The most tax-efficient way for Canadians buying a real estate property in the US

This article will discuss the top 3 strategies used by Canadian investors when purchasing a U.S. property. The goals of these 3 methods are to:

  • Minimize risk
  • Minimize tax burden
  • Maximize returns


Ideal Time for Canadians buying a US property
With US real estate prices near an all time low, and the Canadian dollar near an all time high relative to the US dollar, buying a property in the US has never been more attractive for Canadians. However, as attractive as the US real estate market is at the moment, one must have a sound investment plan in order to navigate through the complexity of US tax rules and regulations.

1) Direct ownership of the property by an individual
This is the simplest method of buying a US property and therefore, will relieve you of costly accounting and legal fees. However, I do not recommend this method for the following reasons:

  • There is no liability protection for the investor from the risks of liabilities imposed by lawsuits and similar claims.
  • Different states have different direct ownership alternatives (e.g. Community Property, Community Property with Rights of Survivorship, Tenancy in Common, etc), which may be confusing. Furthermore, certain alternatives will involve probate expenses.

Therefore, as experienced cross border accountants, we do not recommend owning a US property in your personal name

2) Ownership through a Canadian corporation
Purchasing a US Property through a Canadian corporation is probably one of the most popular methods suggested by cross-border tax accountants and other advisors. The reason being is that it is familiar and relatively easy to administer. However, one of the major disadvantages of this method is that it would create a double taxation problem for investors in the US.

By owning real estate in the US, a Canadian corporation will be deemed to be doing business in the US and must file IRS Form 1120-F: US Income Tax Return of a Foreign Corporation on an annual basis.

Here’s how double-tax arises with this method. The first layer of tax will be imposed on the corporation, and second layer of tax will be added when a dividend is paid to the shareholders. This is in contrast to the Canadian tax system which has dividend tax credits available to individuals to avoid double taxation.

In summary, we do not recommend purchasing US real estate through a Canadian corporation.

Ownership through a US Limited Liability Partnership (LLP)

As a Cross-border tax accountant for US-Canada tax, we recommend establishing a US Limited Liability Partnership for purchasing a property in the US. The benefits of this entity are:

1. It provides asset protection and legal liability protection similar to that of corporations.
2. Investors avoid double taxation as the income from the US property is taxed on the individual level.
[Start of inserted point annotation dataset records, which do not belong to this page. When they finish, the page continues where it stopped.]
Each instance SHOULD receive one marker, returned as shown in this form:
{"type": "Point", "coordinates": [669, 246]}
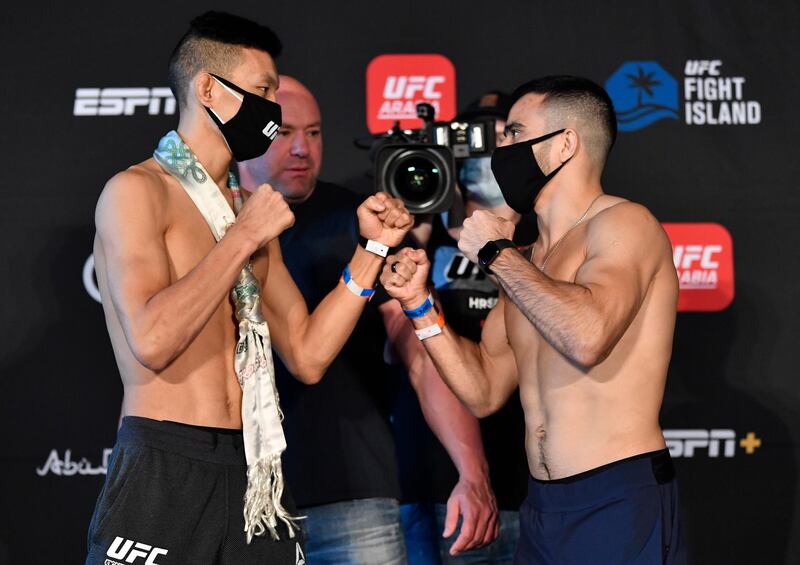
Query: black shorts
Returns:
{"type": "Point", "coordinates": [174, 494]}
{"type": "Point", "coordinates": [624, 512]}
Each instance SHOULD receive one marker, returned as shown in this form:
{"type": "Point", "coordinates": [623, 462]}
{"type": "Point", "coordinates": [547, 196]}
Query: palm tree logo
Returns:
{"type": "Point", "coordinates": [643, 82]}
{"type": "Point", "coordinates": [642, 92]}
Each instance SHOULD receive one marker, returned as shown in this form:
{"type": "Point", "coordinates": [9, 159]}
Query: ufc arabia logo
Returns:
{"type": "Point", "coordinates": [130, 551]}
{"type": "Point", "coordinates": [397, 83]}
{"type": "Point", "coordinates": [398, 87]}
{"type": "Point", "coordinates": [703, 258]}
{"type": "Point", "coordinates": [123, 101]}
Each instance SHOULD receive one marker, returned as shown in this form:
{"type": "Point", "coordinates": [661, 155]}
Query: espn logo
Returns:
{"type": "Point", "coordinates": [130, 551]}
{"type": "Point", "coordinates": [397, 83]}
{"type": "Point", "coordinates": [703, 257]}
{"type": "Point", "coordinates": [683, 443]}
{"type": "Point", "coordinates": [123, 101]}
{"type": "Point", "coordinates": [714, 443]}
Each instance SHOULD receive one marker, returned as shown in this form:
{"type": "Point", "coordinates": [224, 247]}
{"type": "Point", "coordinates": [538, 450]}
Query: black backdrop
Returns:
{"type": "Point", "coordinates": [733, 372]}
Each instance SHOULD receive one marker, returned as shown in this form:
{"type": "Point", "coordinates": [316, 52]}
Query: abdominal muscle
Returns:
{"type": "Point", "coordinates": [578, 420]}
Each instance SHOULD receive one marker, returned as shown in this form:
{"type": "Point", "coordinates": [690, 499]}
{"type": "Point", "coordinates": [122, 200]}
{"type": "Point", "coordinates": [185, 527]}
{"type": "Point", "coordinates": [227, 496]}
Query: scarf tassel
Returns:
{"type": "Point", "coordinates": [262, 501]}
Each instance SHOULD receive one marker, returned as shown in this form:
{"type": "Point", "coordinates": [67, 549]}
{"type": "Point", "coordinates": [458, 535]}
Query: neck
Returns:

Setting up a US LLP is a difficult and complex process and we highly recommend that every investor consult a US-Canada cross border tax expert to discuss the option. Below, I have outlined a few basic steps an investor would take with the US LLP:

  1. Establish a US LLP
  2. Create a US C Corporation (equivalent to Canadian Corporation)
  3. Assign US C Corp. as General partner of the LLP with 1% interest
  4. Choose limited partner(s) who will have 99% interest in the LLP. These partner(s) will enjoy limited liability protection
  5. File Form 1065 – (Partnership Return for the US) – The LLP will distribute all of its pr operty income to its partners and pay no tax
  6. File US C Corporation Return for the 1% of the property income.
  7. Limited Partner(s) file a Non-Resident Alien Tax Return for 99% of the property income
  8. The Limited Partner(s) file a Canadian Personal Tax Return and claim Foreign Tax Credit for the amount of the US taxes paid on step 7.